Bierville Elegies


The Bierville Elegies is the most outstanding work by the Catalan poet Carles Riba. Once Riba and his family embarked on the path of exile in France towards the end of the Spanish Civil War of 1936 to 1939, they settled first in the and there, between March and July 1939, what would later become the Elegies began to take shape. Riba continued the work between July 1939 and June 1940 in L'Isle-Adam, then for eight months in Bordeaux. The Elegies reached their final form in Montpellier, where Riba settled. Along with Nabí by Josep Carner and Antigone by Salvador Espriu, the Elegies of Bierville constitute one of the great works of modern Catalan literature and the prime post-civil-war pieces marked by the political situation.
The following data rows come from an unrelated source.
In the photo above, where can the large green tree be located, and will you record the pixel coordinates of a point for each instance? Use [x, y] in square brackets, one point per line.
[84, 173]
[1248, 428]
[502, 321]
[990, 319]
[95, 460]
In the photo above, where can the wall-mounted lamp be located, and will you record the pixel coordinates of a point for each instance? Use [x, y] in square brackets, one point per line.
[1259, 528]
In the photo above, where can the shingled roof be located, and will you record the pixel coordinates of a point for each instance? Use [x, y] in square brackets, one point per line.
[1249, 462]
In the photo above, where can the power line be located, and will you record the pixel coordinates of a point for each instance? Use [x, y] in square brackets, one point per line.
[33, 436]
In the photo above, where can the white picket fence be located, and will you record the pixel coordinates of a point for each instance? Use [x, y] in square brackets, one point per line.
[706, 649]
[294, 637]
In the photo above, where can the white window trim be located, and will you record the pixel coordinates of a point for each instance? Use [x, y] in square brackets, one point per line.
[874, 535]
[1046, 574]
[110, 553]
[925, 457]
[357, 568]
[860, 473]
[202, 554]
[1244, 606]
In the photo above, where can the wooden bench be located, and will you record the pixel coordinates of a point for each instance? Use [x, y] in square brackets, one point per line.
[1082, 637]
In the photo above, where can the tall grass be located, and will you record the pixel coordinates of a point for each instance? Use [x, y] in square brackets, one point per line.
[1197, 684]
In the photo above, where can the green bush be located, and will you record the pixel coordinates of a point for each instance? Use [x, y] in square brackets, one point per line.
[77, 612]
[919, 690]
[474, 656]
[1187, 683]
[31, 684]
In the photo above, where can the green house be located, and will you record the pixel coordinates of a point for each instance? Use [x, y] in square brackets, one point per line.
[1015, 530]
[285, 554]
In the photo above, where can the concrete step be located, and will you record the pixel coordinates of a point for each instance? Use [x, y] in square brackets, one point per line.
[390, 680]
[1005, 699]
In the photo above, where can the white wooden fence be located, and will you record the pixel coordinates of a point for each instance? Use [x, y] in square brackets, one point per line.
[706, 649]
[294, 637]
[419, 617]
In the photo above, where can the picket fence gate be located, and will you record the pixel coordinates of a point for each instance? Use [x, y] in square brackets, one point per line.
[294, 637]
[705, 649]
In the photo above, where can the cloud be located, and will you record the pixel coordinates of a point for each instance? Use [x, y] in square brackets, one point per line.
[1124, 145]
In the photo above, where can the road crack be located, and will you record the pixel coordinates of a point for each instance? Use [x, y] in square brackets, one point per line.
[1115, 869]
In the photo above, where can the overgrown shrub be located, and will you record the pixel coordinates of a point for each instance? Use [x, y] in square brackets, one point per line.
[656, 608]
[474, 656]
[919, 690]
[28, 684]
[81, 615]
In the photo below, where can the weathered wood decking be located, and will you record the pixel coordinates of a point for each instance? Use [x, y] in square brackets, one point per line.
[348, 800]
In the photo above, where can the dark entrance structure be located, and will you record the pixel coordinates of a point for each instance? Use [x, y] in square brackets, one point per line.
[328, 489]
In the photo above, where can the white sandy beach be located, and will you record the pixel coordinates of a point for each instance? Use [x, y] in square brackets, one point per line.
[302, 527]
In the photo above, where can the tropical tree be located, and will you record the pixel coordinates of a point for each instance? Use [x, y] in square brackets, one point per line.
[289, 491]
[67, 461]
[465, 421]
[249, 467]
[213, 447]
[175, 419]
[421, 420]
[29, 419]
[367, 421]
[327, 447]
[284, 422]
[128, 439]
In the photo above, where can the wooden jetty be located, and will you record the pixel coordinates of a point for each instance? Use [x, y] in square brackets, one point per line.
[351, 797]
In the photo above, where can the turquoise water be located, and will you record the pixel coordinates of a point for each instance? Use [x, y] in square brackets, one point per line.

Written between 1939 and 1942, the Elegies were published in Barcelona after a year in an edition that bore the imprint of Buenos Aires and the date 1942; this edition was shortened, however. In 1949 in Santiago, Chile, the first complete edition of the work appeared, but the distance between Chile and Catalonia meant that this work remained unknown to the Catalan public. Finally, the complete edition came out in 1951 in Barcelona and quickly made a big impact.
In the Elegies the poet melds three very different realities, which are fostered by loneliness and lack of history of the landscape of Bierville and become almost legendary:
  • the poet's self,
  • that of his people, and
  • a common homeland of Greece, to which the poet is now traveling, now that he is not in his own homeland
The work portrays a spiritual adventure, represented through a journey into the past powered by the memory, preferably with an image of the sea, which ends in the penultimate elegy in the collection, which has been considered a kind of a spiritual song, with the rediscovery of one's own identity and personal divinity of God and of collectivity. The religious dimension, which until then was not present in Riba's poetry, penetrated deeply throughout his thinking, including the conception of literature. That dimension appeared again in the later poetic works such as Savage Heart and Sketch of Three Oratorios.